If an LSR is the ingress for a specific IP prefix, LDP programs a push operation for the prefix in the forwarding engine. This creates an LSP ID to the Next Hop Label Forwarding Entry (NHLFE) (LTN) mapping and an LDP tunnel entry in the forwarding plane. LDP will also inform the Tunnel Table Manager (TTM) of this tunnel. Both the LTN entry and the tunnel entry will have a NHLFE for the label mapping that the LSR received from each of its next-hop peers.
If the LSR is to behave as a transit for a specified IP prefix, LDP will program a swap operation for the prefix in the forwarding engine. This results in the creation of an Incoming Label Map (ILM) entry in the forwarding plane. The ILM entry will have to map an incoming label to possibly multiple NHLFEs. If the LSR is an egress for a specific IP prefix, LDP programs a POP entry in the forwarding engine. Programming a POP entry results in an ILM entry in the forwarding plane, but with no NHLFEs.

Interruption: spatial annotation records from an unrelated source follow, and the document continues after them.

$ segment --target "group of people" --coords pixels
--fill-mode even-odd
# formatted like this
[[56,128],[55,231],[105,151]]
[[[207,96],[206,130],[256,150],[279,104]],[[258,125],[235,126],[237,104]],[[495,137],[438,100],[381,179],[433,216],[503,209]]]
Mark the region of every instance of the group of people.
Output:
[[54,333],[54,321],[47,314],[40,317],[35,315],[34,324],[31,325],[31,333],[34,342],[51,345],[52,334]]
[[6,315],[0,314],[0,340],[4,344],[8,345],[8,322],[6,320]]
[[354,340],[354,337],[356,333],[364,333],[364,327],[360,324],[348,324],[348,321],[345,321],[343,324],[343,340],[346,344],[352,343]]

When unlabeled packets arrive at the ingress LER, the forwarding plane will consult the LTN entry and will use a hashing algorithm to map the packet to one of the NHLFEs (push label) and forward the packet to the corresponding next-hop peer. For labeled packets arriving at a transit or egress LSR, the forwarding plane will consult the ILM entry and either use a hashing algorithm to map it to one of the NHLFEs if they exist (swap label) or simply route the packet if there are no NHLFEs (pop label).
Static FEC swap will not be activated unless there is a matching route in system route table that also matches the user configured static FEC next-hop.